Joaquin then goes back for the Pilgrims’ Mass. He usually turns up at 11.55. He turns on the organ and uses a telephone to phone the singing nun on the altar. She dictates the running order of the music and 4 minutes later she announces that Mass is starting. Joaquin pulls out a few stops and the ceremony is underway.

This routine is repeated 365 days of the year. There is another organist, Manuel, who spells Joaquin and they cover each other for holidays. But the routine can be deadly. I also suspect that whilst the music varies a little, the sermon is basically the same every day. Mind numbing.

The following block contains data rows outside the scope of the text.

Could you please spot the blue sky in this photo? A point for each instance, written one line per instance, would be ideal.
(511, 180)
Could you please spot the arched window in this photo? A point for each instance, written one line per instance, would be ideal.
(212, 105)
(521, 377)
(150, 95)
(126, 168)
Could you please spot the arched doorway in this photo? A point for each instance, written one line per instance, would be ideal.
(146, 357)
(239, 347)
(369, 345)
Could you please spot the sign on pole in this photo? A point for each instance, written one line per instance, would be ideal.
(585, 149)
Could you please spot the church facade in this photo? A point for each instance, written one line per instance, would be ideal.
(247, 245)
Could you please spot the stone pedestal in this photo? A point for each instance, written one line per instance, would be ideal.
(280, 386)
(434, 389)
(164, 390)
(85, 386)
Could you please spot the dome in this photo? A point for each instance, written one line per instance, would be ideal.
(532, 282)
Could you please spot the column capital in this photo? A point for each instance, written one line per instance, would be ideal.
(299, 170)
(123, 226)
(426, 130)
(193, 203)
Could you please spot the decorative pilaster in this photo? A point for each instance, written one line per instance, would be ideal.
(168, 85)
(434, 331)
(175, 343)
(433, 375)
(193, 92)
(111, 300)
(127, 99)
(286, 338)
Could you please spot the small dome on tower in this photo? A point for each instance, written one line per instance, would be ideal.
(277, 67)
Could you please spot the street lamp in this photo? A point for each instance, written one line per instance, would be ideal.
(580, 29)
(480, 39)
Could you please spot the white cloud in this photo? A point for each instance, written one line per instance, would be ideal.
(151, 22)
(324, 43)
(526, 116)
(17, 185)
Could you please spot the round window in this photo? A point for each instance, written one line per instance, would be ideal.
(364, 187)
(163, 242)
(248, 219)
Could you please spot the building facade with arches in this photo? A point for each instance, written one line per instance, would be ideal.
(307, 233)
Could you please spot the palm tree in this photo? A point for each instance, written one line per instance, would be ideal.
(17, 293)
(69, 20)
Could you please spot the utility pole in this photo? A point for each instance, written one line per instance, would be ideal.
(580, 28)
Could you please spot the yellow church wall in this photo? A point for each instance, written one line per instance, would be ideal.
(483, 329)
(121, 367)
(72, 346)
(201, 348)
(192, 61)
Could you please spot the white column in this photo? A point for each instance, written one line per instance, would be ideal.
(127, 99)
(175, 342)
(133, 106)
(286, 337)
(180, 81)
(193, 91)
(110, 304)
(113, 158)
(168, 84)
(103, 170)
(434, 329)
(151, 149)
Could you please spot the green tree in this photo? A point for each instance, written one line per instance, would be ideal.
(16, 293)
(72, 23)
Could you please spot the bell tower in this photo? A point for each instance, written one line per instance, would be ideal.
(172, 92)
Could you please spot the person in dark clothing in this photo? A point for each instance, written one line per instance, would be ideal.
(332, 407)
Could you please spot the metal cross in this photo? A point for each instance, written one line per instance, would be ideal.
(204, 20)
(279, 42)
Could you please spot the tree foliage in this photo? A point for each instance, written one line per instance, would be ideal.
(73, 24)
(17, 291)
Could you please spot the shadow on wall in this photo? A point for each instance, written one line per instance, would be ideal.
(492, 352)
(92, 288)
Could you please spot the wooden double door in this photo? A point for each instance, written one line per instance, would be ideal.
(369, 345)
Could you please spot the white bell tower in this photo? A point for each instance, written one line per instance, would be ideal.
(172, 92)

One of the things that struck me during the 9 day playathon in Clapham was the way the time passed so quickly. The routine is all absorbing. There is little time to fit anything else in. One day merges into the other. I think I’m beginning to understand how life passes for people who follow a monastic way of life. Turning up for prayer 5 or 6 times a day would sure make the time flash past.

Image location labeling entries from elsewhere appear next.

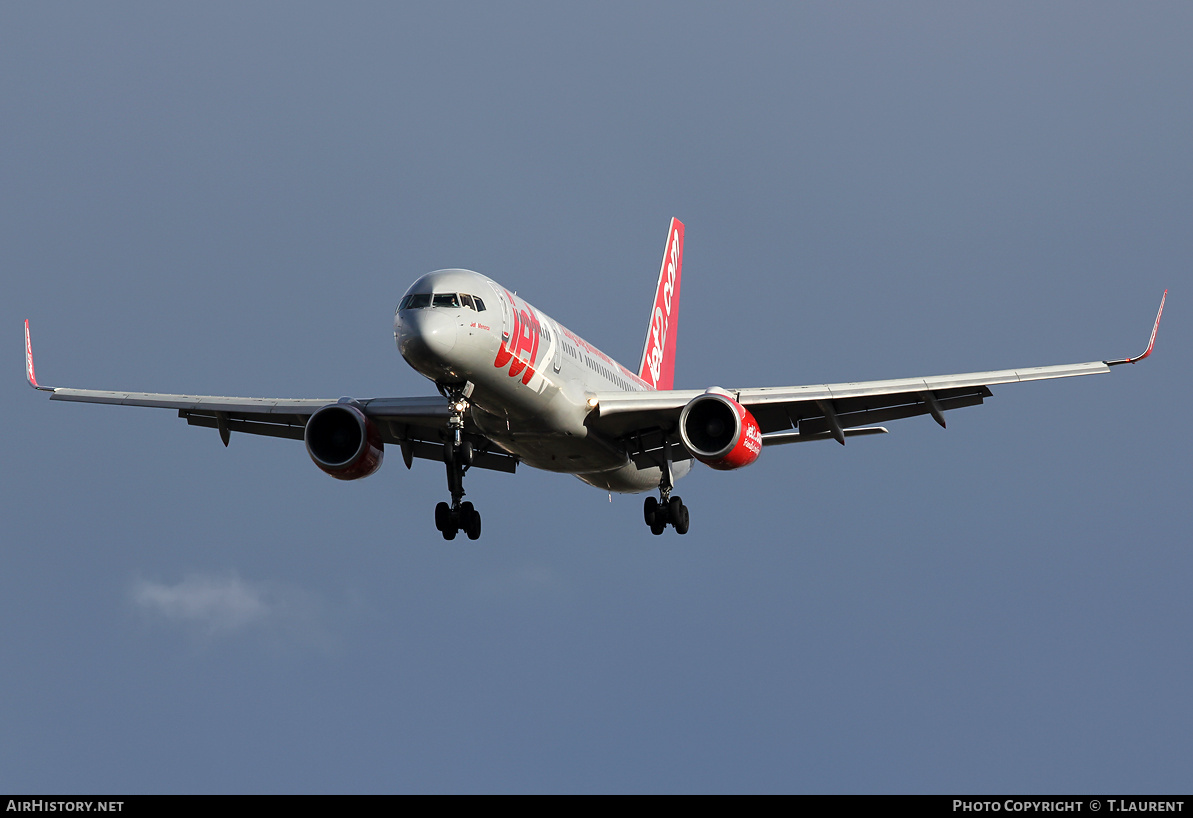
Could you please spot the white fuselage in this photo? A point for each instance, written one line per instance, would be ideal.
(531, 377)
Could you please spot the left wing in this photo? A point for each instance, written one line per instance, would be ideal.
(647, 422)
(415, 423)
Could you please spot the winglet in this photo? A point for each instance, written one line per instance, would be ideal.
(29, 364)
(1151, 341)
(657, 367)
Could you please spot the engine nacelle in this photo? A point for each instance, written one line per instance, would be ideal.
(719, 432)
(344, 442)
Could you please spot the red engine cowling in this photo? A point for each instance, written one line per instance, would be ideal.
(344, 442)
(719, 432)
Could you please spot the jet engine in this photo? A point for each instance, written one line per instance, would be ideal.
(344, 442)
(719, 432)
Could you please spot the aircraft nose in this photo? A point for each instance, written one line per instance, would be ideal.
(425, 336)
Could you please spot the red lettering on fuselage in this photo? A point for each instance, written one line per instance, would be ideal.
(521, 353)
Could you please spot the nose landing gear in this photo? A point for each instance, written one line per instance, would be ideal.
(458, 458)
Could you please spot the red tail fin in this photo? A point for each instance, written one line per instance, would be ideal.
(657, 366)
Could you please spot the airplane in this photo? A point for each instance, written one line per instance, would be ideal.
(515, 386)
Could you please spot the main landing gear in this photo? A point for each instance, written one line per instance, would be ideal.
(458, 458)
(663, 512)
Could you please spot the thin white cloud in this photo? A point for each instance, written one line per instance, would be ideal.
(224, 603)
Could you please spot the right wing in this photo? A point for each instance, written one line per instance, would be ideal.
(647, 423)
(418, 425)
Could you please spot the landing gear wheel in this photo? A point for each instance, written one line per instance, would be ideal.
(680, 520)
(470, 521)
(649, 509)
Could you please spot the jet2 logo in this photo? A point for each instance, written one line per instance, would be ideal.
(523, 349)
(661, 320)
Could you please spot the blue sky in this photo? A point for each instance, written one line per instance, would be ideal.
(230, 198)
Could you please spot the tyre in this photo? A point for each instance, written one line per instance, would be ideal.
(680, 522)
(648, 510)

And of course Cathedrals are in many ways like the other total institutions described by Erving Goffman in his book Asylums such as prisons and mental hospitals. When people live and work for very large parts of their time in an institution which has its own rules and culture, the internal world becomes more important than the external. So the community life of the Cathedral is vitally important to everyone who lives and works there from the priest who is the administrator or boss of the Cathedral, the porters who take up the collection and fly the Botafumeiro, the people in the souvenir shop and the night shift of cleaners. All personalities in their own world.
I was in the Cathedral about 10pm one evening practising on the organ with Joaquin. It was a quite different cathedral. Huge cleaning machines were passing up and down the aisles. The cleaners were chatting to one another. Candle sticks were being polished and that particular evening there was intermittent sound of an electric drill as repairs were being made to a wall bracket. Towards the end of the session I asked Joaquin if he would play something. He showed me the score of a piece of music by a modern composer. One glance told me that this was technically demanding but would certainly not have a tune that would stay in my head afterwards.

Joaquin set to it. It was quiet and loud, it was slow and fast. At times his fingers danced along the keyboard. It was fascinating to watch but listening to it was quite a different matter. Suddenly there was shouting from down below. I looked over and there was one of the cleaners shouting up to the organ loft at the top of her voice and shaking her first. I could barely make out what she was saying as Joaquin kept playing. Then I understood one word. “Basura”. Rubbish. She was shouting “that music is rubbish”! Joaquin said to me as he played, “what is she shouting about?” I explained that I thought she was shouting that his music was rubbish. Crazy musician that he is, he took his hands from the keyboard, flew off the organ stool to the railing and shouted down “Maria, why don’t you just shut up? I have to listen to your cleaning machine from hell. So you can listen to me.” In high dudgeon he pulled out every single stop and started playing. It was so discordant he could have been playing with his elbows. Musical revenge.

But to recover from all the musical exertions I then spent a week in the Pilgrims’ Office receiving pilgrims and issuing Compostelas. That is another story.